Lopez Obrador said Irma Sandoval, who served as the head of the Public Administration Ministry (SFP) since 2018, will be replaced by deputy minister Roberto Salcedo, who has worked in public sector auditing for governments dating back to the 1980s.
“We are entering a new stage, and we are going to carry out new reforms,” Lopez Obrador said, mentioning a constitutional change he says would save money by centralizing currently autonomous government agencies.
Since taking office in 2018, Lopez Obrador has made the fight against corruption a priority.
The president did not give a reason for the reshuffle, although his government earlier on Monday released data showing unspecified crimes committed by public servants had risen 8% since 2020.
“It is a good change,” Lopez Obrador said in video recorded with Sandoval and Salcedo. “The purpose is to keep fighting corruption, not allowing corruption.”

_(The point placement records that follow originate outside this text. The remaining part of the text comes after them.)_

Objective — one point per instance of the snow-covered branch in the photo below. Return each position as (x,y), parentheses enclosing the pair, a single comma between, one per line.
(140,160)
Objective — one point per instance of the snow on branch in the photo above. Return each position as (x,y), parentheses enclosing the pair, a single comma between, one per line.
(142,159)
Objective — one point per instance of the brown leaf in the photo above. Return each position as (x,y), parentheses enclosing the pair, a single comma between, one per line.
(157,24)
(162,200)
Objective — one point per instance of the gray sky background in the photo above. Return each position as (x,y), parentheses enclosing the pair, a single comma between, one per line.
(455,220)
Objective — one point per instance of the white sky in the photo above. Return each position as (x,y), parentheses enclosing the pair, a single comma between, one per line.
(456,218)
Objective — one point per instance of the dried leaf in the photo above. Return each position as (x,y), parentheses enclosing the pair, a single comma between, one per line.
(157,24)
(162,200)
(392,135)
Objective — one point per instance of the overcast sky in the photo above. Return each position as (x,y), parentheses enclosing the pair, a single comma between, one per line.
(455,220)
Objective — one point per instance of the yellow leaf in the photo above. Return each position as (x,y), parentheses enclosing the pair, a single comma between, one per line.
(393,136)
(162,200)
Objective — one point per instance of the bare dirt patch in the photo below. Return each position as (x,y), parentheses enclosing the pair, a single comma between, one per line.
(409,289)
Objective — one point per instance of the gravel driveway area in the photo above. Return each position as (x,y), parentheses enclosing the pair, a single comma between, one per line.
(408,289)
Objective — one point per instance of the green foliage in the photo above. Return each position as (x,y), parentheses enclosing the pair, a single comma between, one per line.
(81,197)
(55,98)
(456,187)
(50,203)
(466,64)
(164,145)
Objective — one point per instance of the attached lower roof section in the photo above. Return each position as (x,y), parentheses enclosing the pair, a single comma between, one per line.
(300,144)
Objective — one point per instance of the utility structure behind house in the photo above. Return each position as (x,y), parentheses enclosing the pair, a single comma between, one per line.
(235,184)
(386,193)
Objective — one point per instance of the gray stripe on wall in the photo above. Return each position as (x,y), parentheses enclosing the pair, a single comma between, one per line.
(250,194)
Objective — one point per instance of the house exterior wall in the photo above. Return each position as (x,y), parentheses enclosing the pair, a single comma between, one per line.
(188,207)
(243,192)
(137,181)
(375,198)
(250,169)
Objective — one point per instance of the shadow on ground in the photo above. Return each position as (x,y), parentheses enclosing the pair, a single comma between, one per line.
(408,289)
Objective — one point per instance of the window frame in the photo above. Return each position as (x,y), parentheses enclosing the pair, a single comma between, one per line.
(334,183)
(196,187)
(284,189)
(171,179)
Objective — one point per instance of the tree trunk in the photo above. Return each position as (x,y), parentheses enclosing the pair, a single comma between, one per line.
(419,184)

Sandoval’s departure had been rumored for months, after her support for her brother as candidate for the governorship of the state of Guerrero over Lopez Obrador’s favourite appeared to create friction in the lead up to June 6 midterm elections.
“This servant, and all her family, are and always will be part of the ideal of justice and the Fourth Transformation,” Sandoval said in the video, referring to the name given to Lopez Obrador’s political movement.
Sandoval and her husband, influential American-born academic John Ackerman, are seen as belonging to the left-wing within the Fourth Transformation movement, and the reshuffle could strengthen centrists.
Earlier this month, Lopez Obrador announced his finance minister would move to head the central bank, and named economist Rogelio Ramirez to the ministry.